Because she's also genuinely good with Mila.
I switch to yesterday's footage. Valerie in the sunroom, braiding my daughter's hair while Mila talks. Actually talks—more words in thirty minutes than I've heard from her in weeks. And Mila's smiling. Not the careful, guarded expression she gives everyone else. A real smile.
When was the last time I made her smile like that?
Never.
The thought settles in my chest like broken glass.
I'm her father. I'd die for her. Kill for her. Burn the world down to keep her safe. But I can't make her smile. Can't make her feel safe enough to just be a child, instead of a haunted little ghost, cataloguing threats.
Valerie does it without trying, and that complicates everything.
I really need to get my act together; I have other things to do than thinking about a potential spy maid.
Three days after the bathroom incident, I find her in the west corridor, arms full of fresh linens from the supply closet. She doesn't see me at first. Too focused on not dropping the stack of sheets that reaches her chin.
I step out from the intersecting hallway directly into her path.
She freezes. The linens wobble, but she catches them, and her eyes go wide when she realizes who's blocking her way.
"Mr. Volkov." Her voice comes out thin. Shaky. "I didn't see you there—I was just—"
"Just what?" I don't move. Don't give her space to pass. Just stand there and watch her pulse hammer in her throat.
"Getting linens. For the guest rooms. Sofia asked me to—"
"I didn't ask what you're doing." I take a step closer. She takes one back, her spine hitting the wall.
Her breath quickens. I can see her chest rising and falling faster under the stack of linens, see her eyes dart to the nearest exit—twenty feet away, might as well be a mile—and then back to me.
"You seem nervous, Valerie."
"I'm not—" Her voice breaks. "I'm just trying to do my job."

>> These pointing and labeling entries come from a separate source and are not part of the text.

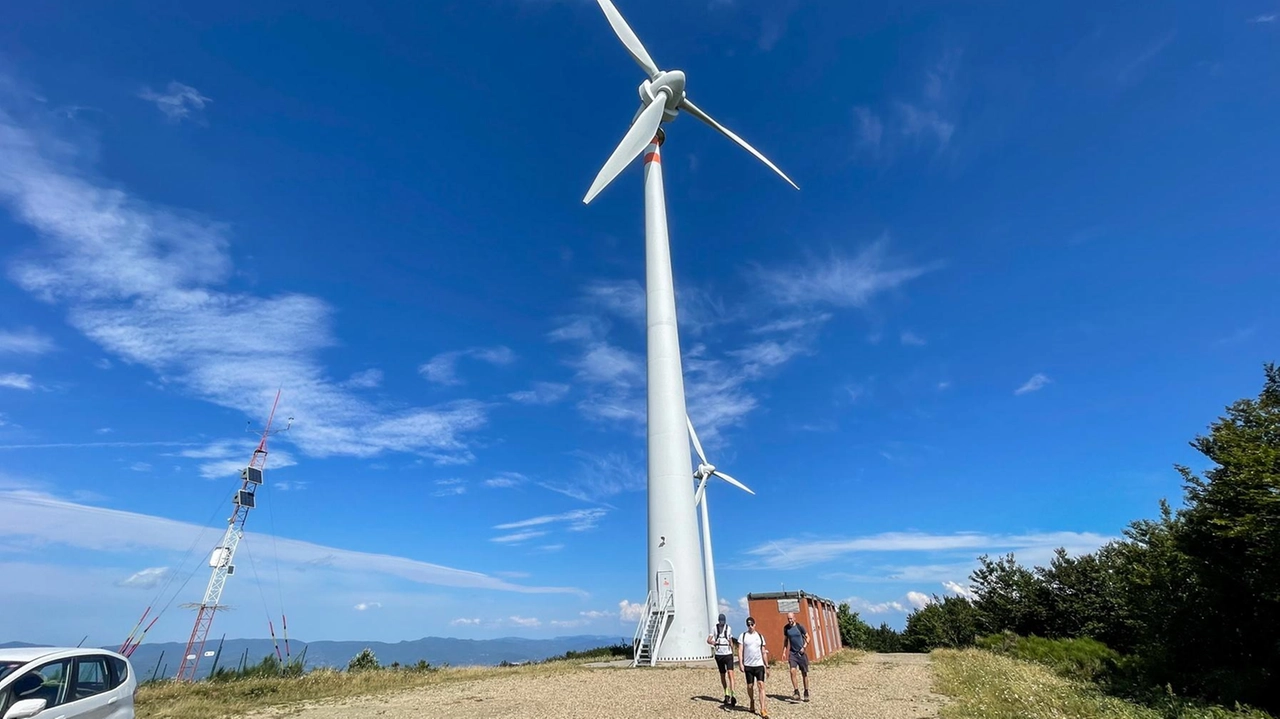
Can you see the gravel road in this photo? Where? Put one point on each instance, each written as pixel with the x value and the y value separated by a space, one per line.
pixel 880 686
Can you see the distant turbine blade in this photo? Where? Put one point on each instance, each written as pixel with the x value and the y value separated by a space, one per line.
pixel 632 143
pixel 696 444
pixel 695 111
pixel 629 39
pixel 732 481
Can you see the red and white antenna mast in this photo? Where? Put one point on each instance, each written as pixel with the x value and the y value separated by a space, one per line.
pixel 220 560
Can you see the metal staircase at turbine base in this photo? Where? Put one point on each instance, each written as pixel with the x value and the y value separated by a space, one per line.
pixel 650 630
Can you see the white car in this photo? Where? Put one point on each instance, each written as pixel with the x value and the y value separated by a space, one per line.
pixel 50 682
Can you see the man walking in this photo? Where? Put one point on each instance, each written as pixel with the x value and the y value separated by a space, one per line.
pixel 754 658
pixel 722 641
pixel 795 640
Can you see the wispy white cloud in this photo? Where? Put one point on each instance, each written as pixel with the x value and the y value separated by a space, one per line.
pixel 519 537
pixel 1132 72
pixel 147 578
pixel 912 339
pixel 540 393
pixel 365 379
pixel 867 607
pixel 24 342
pixel 449 488
pixel 918 600
pixel 576 520
pixel 36 516
pixel 225 458
pixel 600 476
pixel 928 117
pixel 443 369
pixel 178 101
pixel 871 129
pixel 959 590
pixel 794 553
pixel 17 381
pixel 1033 384
pixel 841 280
pixel 150 285
pixel 630 612
pixel 506 480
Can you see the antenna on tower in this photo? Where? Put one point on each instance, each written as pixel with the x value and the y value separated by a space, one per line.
pixel 220 560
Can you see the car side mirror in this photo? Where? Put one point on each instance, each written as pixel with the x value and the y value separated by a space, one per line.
pixel 24 709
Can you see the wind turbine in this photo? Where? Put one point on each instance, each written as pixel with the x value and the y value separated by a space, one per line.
pixel 675 624
pixel 704 471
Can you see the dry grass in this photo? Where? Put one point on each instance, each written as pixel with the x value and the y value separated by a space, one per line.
pixel 842 658
pixel 990 686
pixel 225 700
pixel 850 685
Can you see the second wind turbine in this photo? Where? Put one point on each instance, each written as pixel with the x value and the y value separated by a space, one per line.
pixel 675 623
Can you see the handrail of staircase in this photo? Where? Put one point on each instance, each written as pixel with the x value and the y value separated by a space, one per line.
pixel 661 631
pixel 644 621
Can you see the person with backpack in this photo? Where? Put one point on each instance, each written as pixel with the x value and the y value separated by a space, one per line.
pixel 795 640
pixel 722 641
pixel 755 662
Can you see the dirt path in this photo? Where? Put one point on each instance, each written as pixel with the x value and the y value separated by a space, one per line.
pixel 880 686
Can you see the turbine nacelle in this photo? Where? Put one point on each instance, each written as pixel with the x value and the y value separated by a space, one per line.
pixel 705 470
pixel 668 86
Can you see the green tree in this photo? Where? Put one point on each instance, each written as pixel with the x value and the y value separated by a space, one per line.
pixel 947 622
pixel 886 639
pixel 1232 536
pixel 1010 596
pixel 854 632
pixel 364 662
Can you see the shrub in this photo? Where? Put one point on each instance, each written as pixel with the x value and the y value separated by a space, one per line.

"Are you?" I tilt my head slightly, studying her. The way her pupils dilate. The way her lips part as if she can't get enough air. The way her body goes rigid, but she doesn't run. "Because it seems like you've been trying to do something else entirely."
"I'm not doing anything else." The lie is immediate. Automatic.
I reach out slowly—giving her time to see it coming—and pluck the top sheet from her stack. She flinches but doesn't drop the rest.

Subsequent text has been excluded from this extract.